Functional genomics of triple-negative breast cancer: role of transcription factor Fra-1

Triple-negative breast cancer (TNBC), which is defined merely by a lack of expression of estrogen receptor (ER) and progesterone receptor (PR) as well as the absence of HER2 overexpression, is an aggressive clinical subtype accounting for up to 20% of all breast cancers, but its malignant determinants remain largely undefined. Our lab was the first to highlight that Fra-1, belonging to the AP-1 transcription factor family, is overexpressed in TNBC, and that high Fra-1 expression is associated with aggressiveness and poor prognosis of breast cancer (Zhao et al. Cancer Res, 74, 3983-94, 2014). We and others also showed that Fra-1 is a key regulator that drives epithelial–mesenchymal transition (EMT), resulting in increased invasive and metastatic capabilities of tumor cells (Qiao et al. Oncotarget, 6, 7804-14, 2015; Dhillon et al. Oncogene, 34, 4421-4428, 2014). These findings suggest that the Fra-1 protein should be explored as a target for cancer therapy.

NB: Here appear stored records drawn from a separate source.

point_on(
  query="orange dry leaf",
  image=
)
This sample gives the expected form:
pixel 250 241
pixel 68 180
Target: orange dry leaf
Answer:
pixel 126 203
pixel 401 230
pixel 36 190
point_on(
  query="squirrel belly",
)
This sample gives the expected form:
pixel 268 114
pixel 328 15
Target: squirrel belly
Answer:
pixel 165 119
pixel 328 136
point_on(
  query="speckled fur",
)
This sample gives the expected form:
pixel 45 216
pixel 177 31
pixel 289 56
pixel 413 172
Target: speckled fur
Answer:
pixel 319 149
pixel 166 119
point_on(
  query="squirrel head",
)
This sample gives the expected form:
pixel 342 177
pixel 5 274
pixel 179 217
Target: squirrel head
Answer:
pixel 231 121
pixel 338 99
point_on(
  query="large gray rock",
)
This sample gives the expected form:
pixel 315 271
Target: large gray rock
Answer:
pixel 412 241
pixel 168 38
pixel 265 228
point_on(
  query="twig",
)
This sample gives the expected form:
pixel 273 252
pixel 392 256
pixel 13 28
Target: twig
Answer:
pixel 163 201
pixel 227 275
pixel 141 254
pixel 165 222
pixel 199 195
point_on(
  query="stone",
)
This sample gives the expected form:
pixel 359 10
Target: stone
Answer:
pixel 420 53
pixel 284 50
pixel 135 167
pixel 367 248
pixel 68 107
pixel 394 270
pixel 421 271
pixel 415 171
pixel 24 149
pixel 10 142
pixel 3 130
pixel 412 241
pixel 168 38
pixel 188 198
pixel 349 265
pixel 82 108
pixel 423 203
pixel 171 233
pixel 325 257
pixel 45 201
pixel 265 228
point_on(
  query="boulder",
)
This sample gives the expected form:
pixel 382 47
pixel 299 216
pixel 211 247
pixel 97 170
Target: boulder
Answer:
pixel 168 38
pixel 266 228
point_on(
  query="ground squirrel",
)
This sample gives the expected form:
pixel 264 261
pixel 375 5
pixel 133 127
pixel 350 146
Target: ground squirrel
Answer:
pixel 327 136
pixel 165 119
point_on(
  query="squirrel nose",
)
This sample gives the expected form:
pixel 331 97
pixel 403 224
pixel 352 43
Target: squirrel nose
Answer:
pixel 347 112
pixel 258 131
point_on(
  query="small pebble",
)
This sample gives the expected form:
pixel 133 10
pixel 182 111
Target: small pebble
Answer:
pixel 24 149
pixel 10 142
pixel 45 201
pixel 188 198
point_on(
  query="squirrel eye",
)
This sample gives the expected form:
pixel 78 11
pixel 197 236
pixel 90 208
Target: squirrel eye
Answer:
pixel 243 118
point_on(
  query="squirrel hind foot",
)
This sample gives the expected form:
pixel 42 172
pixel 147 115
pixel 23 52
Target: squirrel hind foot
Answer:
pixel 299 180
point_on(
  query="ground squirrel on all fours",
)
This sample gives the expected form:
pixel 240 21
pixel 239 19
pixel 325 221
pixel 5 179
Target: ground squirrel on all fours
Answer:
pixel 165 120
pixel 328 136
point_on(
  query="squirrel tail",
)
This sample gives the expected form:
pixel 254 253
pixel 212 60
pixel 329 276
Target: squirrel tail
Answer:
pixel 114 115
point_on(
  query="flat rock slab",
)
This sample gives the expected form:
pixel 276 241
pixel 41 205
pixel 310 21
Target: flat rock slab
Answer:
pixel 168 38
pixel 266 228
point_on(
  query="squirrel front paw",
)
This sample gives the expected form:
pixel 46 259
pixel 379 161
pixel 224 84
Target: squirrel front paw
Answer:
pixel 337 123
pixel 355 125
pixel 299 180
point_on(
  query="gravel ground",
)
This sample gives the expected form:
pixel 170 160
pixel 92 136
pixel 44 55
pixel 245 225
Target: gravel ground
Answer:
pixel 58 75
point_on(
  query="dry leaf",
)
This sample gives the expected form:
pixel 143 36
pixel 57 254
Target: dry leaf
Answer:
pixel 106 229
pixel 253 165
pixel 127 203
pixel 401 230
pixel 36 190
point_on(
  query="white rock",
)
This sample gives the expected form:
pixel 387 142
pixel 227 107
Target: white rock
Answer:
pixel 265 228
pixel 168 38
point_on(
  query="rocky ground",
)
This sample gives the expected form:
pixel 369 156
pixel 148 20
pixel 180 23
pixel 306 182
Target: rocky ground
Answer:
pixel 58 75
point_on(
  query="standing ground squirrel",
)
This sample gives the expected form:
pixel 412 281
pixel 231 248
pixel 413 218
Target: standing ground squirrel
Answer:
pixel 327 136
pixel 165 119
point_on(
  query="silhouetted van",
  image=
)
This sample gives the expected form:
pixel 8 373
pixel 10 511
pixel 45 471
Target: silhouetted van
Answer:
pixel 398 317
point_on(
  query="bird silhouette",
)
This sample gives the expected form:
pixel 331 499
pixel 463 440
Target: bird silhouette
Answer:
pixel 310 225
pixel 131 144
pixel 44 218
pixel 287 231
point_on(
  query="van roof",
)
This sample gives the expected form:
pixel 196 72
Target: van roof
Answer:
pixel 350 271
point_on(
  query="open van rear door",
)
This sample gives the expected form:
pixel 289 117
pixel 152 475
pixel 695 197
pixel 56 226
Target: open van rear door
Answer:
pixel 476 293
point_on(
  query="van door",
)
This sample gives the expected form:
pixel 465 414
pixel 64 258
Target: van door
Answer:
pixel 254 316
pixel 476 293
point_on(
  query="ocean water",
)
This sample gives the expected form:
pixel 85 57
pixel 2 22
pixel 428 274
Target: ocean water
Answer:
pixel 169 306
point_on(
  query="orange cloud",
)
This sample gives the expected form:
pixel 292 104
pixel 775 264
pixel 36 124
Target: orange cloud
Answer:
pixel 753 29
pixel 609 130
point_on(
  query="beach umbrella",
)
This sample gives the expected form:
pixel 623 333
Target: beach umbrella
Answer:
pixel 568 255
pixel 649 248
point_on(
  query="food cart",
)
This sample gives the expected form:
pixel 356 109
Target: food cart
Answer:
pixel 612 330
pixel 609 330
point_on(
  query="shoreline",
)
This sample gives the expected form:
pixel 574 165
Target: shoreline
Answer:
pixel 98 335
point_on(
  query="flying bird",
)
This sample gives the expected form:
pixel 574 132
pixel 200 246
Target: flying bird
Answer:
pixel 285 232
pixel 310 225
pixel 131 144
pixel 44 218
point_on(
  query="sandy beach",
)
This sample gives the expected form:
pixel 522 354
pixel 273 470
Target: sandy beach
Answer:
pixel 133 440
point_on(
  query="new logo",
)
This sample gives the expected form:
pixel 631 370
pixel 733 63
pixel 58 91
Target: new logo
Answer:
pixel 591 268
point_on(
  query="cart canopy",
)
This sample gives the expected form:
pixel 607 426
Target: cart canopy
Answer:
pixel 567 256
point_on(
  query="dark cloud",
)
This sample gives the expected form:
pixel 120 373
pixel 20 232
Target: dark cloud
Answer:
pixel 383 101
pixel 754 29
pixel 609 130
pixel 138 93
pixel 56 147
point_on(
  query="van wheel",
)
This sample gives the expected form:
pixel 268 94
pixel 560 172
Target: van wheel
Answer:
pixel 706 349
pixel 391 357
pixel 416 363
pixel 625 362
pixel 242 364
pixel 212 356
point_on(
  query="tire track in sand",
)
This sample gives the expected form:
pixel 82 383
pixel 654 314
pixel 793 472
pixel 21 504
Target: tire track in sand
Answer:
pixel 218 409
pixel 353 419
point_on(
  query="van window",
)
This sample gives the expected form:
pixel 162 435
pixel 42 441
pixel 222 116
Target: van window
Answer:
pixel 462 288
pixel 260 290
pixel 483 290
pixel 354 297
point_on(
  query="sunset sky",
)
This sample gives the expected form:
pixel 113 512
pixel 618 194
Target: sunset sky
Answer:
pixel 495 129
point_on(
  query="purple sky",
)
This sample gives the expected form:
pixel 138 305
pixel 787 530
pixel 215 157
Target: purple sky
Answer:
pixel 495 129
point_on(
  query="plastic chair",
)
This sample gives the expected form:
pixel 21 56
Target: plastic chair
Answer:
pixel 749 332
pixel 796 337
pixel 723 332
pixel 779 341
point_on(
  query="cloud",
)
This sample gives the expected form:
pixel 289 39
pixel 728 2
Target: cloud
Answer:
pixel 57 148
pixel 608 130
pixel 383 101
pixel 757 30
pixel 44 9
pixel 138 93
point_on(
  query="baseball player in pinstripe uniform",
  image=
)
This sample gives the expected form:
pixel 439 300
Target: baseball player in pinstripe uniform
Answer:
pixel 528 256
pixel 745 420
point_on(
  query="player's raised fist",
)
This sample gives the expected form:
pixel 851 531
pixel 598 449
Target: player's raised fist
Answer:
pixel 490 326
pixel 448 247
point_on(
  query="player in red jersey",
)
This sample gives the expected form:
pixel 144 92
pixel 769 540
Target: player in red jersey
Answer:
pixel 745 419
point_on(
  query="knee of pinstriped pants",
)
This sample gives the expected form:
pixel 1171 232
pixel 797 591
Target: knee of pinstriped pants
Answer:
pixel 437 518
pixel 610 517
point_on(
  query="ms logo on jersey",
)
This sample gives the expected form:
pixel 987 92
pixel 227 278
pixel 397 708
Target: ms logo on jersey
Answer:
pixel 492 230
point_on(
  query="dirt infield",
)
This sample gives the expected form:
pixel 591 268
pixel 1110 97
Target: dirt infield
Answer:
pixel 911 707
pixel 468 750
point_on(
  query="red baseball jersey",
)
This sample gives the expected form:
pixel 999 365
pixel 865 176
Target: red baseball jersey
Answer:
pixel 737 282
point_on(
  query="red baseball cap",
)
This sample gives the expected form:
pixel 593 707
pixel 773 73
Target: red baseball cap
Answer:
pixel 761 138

The transactivation function of Fra-1 requires associated coregulators and other interacting proteins that function in the Fra-1 complex. Here, the objective is to understand the nature and composition of Fra-1 interacting protein complexes that define its target gene specificity and transcriptional properties. Using newly developed proteomic approaches, we recently identified 124 proteins associate with DNA-bound Fra-1 within the TNBC cell nucleus. We hypothesize that several associated proteins are potential novel Fra-1 coactivators. We are looking for students who are interested to address the following research questions, 1) if the protein candidates coactivate Fra-1 dependent gene expression, and 2) whether depletion of the candidates renders TNBC tumors less aggressive. The main methods to be used include ChIP-seq, Co-immunoprecipitation, qPCR, RNAi, FACS and transfection etc.